Julianna Saint pulled open the heavy door and entered the vault. She realized that there was a fortune in cash, jewelry, and other valuables here, but she had only taken this hazardous assignment to remove the contents of one saftey-deposit box from the vault. That box was number 8697.
Through her night goggles, she was able to locate it quickly. Using her lockpick device, she opened the box and peered inside. There was a six-inch-barrel .44 caliber magnum Smith & Wesson revolver in a sealed plastic envelope along with a videocassette tape. This was what the Devil’s Shadow had come to steal.
Removing the gun and the cassette from the box, she placed them in her canvas bag before returning the container to its rightful place inside the vault.
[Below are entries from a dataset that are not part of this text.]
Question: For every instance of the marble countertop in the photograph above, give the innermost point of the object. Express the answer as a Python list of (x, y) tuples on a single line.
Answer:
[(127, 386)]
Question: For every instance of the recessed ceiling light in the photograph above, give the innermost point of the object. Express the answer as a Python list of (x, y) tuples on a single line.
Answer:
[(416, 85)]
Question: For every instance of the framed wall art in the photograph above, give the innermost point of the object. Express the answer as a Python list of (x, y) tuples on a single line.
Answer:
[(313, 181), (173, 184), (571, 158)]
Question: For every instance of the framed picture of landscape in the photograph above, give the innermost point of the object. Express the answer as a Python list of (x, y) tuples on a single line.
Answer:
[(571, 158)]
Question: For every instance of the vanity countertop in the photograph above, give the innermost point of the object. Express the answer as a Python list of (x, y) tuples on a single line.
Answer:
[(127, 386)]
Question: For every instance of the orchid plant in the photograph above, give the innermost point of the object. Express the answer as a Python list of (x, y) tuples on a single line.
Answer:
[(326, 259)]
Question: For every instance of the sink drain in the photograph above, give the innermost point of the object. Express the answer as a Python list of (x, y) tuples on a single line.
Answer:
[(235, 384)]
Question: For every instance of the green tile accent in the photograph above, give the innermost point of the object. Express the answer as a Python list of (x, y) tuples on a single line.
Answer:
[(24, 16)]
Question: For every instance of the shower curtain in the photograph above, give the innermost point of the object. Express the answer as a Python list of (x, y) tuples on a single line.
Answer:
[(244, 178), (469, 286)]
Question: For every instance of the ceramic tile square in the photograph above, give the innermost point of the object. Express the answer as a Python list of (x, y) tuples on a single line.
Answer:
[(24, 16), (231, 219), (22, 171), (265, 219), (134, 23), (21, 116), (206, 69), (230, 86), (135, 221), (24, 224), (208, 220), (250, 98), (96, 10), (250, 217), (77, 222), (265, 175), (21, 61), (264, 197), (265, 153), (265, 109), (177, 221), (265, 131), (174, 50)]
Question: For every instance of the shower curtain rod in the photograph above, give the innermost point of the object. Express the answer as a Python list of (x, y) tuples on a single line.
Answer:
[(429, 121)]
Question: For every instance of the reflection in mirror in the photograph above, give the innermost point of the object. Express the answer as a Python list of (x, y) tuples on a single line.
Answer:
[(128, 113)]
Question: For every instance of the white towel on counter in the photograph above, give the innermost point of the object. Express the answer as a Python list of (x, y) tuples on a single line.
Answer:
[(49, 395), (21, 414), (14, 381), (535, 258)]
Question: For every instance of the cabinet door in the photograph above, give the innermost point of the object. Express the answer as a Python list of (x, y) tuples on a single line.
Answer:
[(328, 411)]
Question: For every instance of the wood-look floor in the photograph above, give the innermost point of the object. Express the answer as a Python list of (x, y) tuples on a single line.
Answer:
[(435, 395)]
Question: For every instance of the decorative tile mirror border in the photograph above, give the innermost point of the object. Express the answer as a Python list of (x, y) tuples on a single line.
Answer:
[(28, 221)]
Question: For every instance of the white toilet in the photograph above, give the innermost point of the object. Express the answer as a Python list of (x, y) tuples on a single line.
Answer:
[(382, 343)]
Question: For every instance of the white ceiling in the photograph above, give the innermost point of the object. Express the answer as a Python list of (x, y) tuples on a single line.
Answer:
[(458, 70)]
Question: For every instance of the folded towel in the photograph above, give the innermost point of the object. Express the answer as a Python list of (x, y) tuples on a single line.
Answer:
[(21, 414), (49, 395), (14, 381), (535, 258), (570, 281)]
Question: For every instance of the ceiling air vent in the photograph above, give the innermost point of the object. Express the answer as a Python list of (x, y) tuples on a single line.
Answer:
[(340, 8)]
At that moment Hubert returned and they began retracing their steps to leave the bank.
Less than a minute later they were about to exit the alley onto Michigan Avenue when the homeless man they had seen earlier stepped from the side of the bank building to confront them.
"You folks got any spare change?"
Before she could stop him, Hubert stepped forward, grabbed the man, spun him around, and utilizing his formidable strength, broke his neck.
"You fool," she said angrily. "I told you, no violence!"
"But he saw us, Julianna," the big man argued. "What else could I do?"
She realized that this was not the time to debate the issue. "Place his body down there beside the garbage dumpster," she said pointing back down the alley. "And hurry."
Quickly he did as she instructed. By the time he returned to the mouth of the alley, Christophe was there with the Mercedes. They sped away from the scene of the crime.